Vivemos numa caixa de espaço e tempo. Filmes são janelas em suas paredes. Eles nos permitem entrar em outras mentes não simplesmente no sentido de nos identificarmos com os personagens – embora essa seja uma parte importante –, mas vendo o mundo como outra pessoa o vê. (Roger Ebert)
Tudo o que importa é que o espectador possa dizer, ao mesmo tempo, que o material básico do filme é autêntico enquanto o filme também é verdadeiramente cinema. Portanto, a tela reflete o fluxo e refluxo de nossa imaginação, que se alimenta de uma realidade pela qual planeja substituir. Ou seja, a história nasce de uma experiência que a imaginação transcende. (Andre Bazin)
Já não é novidade para ninguém que tenha tido contato com o que digo e escrevo – com meu trabalho ou mesmo com minha biografia, portanto – que tenho defendido, seguindo a tradição impulsionada por autores como C. S. Lewis e J. R. R. Tolkien, que a imaginação é o meio mais perfeito e adequado para a transmissão primária de conhecimentos. Digo impulsionada porque tais autores, evidentemente, não a criaram, mas compreenderam profundamente aquilo que, no mundo antigo, os aedos gregos, os profetas hebreus e os griots africanos, por exemplo, já haviam compreendido: que, para usar as palavras de Lewis, “a imaginação é o órgão do sentido”; e que é ela, a chamada imaginação moral, que nos torna capazes de assimilar e refletir acerca do mundo que nos cerca. Tal afirmação corrobora com o que nos disse também, há mais de dois milênios, o grande Aristóteles em De Anima: “pois a imaginação é algo diverso tanto da percepção sensível como do raciocínio; mas a imaginação não ocorre sem percepção sensível, e tampouco sem imaginação ocorrem suposições”.

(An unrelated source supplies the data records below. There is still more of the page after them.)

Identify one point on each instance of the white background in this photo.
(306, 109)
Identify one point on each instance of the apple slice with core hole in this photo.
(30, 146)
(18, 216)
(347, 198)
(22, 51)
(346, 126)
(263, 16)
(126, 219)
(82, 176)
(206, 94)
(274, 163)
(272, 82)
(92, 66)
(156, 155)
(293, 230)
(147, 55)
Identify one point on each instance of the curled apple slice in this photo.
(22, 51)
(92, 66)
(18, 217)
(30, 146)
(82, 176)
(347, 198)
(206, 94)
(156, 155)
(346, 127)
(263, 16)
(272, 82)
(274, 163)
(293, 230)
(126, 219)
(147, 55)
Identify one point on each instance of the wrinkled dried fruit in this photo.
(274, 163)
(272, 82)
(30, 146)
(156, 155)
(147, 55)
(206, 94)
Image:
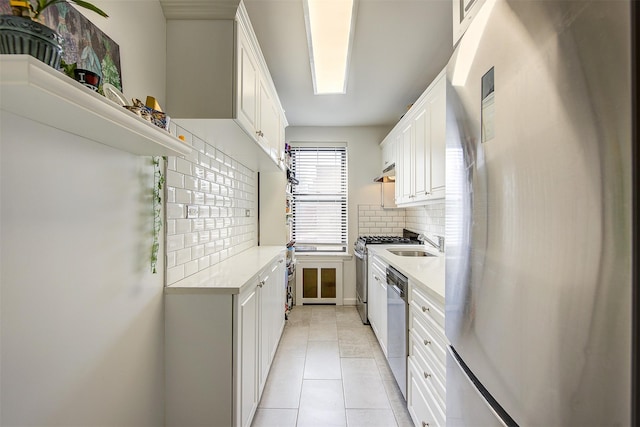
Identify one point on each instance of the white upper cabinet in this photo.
(388, 153)
(215, 70)
(420, 147)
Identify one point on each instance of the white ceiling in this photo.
(398, 48)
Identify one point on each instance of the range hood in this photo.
(388, 174)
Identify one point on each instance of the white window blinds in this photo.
(320, 198)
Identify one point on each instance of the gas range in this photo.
(408, 238)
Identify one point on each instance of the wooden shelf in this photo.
(32, 89)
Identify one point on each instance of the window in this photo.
(320, 198)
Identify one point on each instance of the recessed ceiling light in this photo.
(329, 26)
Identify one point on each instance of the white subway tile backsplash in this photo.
(191, 268)
(221, 189)
(175, 211)
(183, 196)
(175, 242)
(190, 183)
(175, 273)
(428, 219)
(174, 179)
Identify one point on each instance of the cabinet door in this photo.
(383, 337)
(406, 170)
(437, 137)
(247, 83)
(268, 128)
(399, 190)
(271, 297)
(248, 330)
(422, 165)
(372, 298)
(264, 328)
(388, 152)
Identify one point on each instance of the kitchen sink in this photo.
(410, 252)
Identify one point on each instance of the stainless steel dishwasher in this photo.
(397, 330)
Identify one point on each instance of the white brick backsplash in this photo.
(171, 226)
(221, 189)
(175, 211)
(190, 183)
(175, 273)
(428, 219)
(175, 242)
(190, 268)
(184, 166)
(171, 194)
(171, 259)
(183, 196)
(175, 179)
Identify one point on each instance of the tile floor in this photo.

Com o avanço das artes audiovisuais a formação do imaginário ganhou um auxílio tão poderoso quanto o teatro grego no passado
Também é ponto pacífico que, desde a invenção da escrita, a literatura tem sido a grande propulsora da imaginação moral. No entanto, assim como, diz Russell Kirk, “a literatura pretende despertar e fortalecer a existência e renovar o contrato da sociedade eterna”, com o avanço das artes audiovisuais a formação do imaginário ganhou um auxílio tão poderoso quanto foi o teatro grego no passado. E tal qual a insubstituível literatura, o cinema tem sido, modernamente, para além do entretenimento, um veículo das “coisas permanentes”, de verdades eternas transmitidas, estética e imaginativamente, por meio de grandes mestres da imagem e das narrativas. E é por isso que tenho insistido, caríssimo leitor, em dividir contigo aqueles filmes e diretores que foram fundamentais em minha formação não só como um apreciador da arte do cinematógrafo, mas como professor e, sobretudo, como ser humano. Neste artigo gostaria de refletir brevemente sobre o cineasta cuja obra – mais especificamente, um filme – mais me impactou: Carl Theodor Dreyer.

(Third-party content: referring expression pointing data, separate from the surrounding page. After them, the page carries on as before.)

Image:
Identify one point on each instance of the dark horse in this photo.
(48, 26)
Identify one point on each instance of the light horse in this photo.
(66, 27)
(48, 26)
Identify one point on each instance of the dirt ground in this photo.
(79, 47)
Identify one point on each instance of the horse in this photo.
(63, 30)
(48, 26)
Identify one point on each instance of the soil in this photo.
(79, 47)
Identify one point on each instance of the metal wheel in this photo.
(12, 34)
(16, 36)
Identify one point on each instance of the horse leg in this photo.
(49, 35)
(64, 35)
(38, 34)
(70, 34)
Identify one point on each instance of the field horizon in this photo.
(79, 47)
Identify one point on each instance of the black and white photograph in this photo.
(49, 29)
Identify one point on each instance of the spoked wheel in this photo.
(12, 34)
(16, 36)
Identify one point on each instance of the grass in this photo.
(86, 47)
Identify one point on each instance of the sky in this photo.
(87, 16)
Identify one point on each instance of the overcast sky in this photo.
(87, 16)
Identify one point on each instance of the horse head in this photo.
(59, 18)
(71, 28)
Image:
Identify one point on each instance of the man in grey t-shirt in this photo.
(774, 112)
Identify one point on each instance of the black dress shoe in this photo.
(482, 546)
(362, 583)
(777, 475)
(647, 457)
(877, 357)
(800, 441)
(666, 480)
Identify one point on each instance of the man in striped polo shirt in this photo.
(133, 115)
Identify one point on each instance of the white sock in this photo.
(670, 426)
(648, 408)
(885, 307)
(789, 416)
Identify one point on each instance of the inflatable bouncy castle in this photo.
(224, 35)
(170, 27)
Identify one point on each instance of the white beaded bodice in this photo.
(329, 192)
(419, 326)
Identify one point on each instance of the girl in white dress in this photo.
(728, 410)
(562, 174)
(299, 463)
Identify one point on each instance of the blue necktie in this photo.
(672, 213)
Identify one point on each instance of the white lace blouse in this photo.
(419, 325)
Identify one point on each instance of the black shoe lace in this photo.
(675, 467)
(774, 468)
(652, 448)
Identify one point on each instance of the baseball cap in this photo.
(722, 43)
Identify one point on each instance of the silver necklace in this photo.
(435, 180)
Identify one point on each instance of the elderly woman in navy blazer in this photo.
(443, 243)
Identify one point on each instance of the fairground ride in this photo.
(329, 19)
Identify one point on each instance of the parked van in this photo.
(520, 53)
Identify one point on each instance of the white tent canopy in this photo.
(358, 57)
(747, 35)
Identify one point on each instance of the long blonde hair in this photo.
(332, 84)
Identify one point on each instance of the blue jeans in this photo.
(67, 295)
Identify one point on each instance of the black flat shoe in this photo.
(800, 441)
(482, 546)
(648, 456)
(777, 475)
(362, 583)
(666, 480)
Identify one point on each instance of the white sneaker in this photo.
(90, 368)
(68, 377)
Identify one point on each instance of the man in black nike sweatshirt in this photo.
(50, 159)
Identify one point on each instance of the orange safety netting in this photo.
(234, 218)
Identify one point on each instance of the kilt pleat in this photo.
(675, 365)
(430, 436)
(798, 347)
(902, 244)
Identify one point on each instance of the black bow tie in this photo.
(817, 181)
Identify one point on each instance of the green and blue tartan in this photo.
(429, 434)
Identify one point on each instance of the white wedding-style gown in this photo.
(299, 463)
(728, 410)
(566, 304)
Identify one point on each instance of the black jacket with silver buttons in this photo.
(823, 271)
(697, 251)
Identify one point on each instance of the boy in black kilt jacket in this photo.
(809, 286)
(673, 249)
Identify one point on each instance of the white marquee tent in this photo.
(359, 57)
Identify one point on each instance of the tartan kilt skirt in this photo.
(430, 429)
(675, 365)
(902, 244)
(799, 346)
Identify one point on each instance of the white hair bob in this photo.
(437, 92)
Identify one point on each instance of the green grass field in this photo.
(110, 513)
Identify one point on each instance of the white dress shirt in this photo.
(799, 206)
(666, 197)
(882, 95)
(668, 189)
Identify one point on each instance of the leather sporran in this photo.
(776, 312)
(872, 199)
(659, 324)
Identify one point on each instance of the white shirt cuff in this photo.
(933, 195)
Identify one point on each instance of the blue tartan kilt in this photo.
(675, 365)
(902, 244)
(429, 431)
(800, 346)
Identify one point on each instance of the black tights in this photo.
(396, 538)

Dreyer, nascido em 3 de fevereiro de 1889, foi um homem obcecado pela perfeição. Filho bastardo de um fazendeiro dinamarquês com sua empregada, foi colocado para adoção e passou dois anos de orfanato em orfanato até que a família Dreyer o adotasse. Seu relacionamento com os pais adotivos não foi dos melhores, pois estes viviam a cobrá-lo pela benfeitoria de terem-no adotado. Ainda jovem, sai de casa e consegue trabalho como jornalista, fazendo também uns extras para a Nordisk Film, editando cartazes para filmes mudos. Iniciou sua carreira como diretor em 1919, com Præsidenten (O Presidente), e fez alguns filmes de relativo sucesso, como Blade af Satans bog (Páginas do livro de Satã), de 1921, e Mikaël (Mikael), de 1924.

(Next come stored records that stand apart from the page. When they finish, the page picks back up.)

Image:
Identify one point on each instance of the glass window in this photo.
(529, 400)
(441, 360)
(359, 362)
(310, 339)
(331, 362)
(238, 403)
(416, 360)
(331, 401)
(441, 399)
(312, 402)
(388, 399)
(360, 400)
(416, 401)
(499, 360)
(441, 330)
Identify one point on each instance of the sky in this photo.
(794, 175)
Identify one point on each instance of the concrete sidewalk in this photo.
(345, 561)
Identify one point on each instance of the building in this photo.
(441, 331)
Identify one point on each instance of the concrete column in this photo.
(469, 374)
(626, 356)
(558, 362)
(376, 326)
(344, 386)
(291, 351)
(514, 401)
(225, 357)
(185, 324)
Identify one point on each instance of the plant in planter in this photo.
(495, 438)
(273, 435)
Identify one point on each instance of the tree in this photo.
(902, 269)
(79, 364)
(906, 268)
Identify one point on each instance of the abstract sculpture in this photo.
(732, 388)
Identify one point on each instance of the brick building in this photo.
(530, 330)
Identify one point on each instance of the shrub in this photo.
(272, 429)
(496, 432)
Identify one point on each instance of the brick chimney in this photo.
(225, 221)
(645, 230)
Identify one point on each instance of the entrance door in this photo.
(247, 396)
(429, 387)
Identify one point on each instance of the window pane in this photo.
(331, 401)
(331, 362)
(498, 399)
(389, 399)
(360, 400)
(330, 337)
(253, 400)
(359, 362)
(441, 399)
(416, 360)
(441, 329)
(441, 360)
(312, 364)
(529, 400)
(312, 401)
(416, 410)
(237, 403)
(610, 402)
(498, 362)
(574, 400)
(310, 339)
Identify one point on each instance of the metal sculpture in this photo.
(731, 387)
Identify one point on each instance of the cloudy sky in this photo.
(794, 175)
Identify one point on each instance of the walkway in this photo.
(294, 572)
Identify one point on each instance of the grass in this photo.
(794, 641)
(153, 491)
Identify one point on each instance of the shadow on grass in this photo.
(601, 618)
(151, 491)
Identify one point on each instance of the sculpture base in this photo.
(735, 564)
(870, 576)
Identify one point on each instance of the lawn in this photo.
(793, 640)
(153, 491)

Mas foi em 1928 que ele se notabilizou, com a obra-prima do cinema mudo La Passion de Jeanne d'Arc (A paixão de Joana D'Arc), com a lendária e visceral atuação de Renée Falconetti no papel da Virgem de Orleans. O filme, feito a partir das pesquisas de Dreyer aos documentos originais do julgamento de Joana D’Arc, é de um realismo impressionante; Falconetti incorporou a personagem de maneira absolutamente magistral, e os closes em seu rosto desesperado – assim como a crueldade de seus executores – são inesquecíveis. Na descrição precisa do notável crítico Andre Bazin em The Cinema of Cruelty:
A história de Joana, como Dreyer a apresenta, é despojada de qualquer referência anedótica. Torna-se um puro combate de almas. Mas essa tragédia exclusivamente espiritual, na qual toda ação vem de dentro, é totalmente expressa pela face, uma área privilegiada de comunicação. Eu devo explicar isso mais. O ator normalmente usa seu rosto para expressar seus sentimentos. Dreyer, no entanto, exigiu algo mais de seus atores do que de atuar. Visto de muito perto, a expressão dos atores racha […]. Aqui reside o rico paradoxo e a lição inesgotável deste filme: que a extrema purificação espiritual é liberada através do escrupuloso realismo da câmera como microscópio. Dreyer proibiu toda a maquiagem. As cabeças dos monges estão literalmente raspadas. Com a equipe de filmagem chorando, o carrasco corta o cabelo de Falconetti antes de levá-la à estaca […]. Somos gratos a Dreyer por sua tradução irrefutável diretamente da alma.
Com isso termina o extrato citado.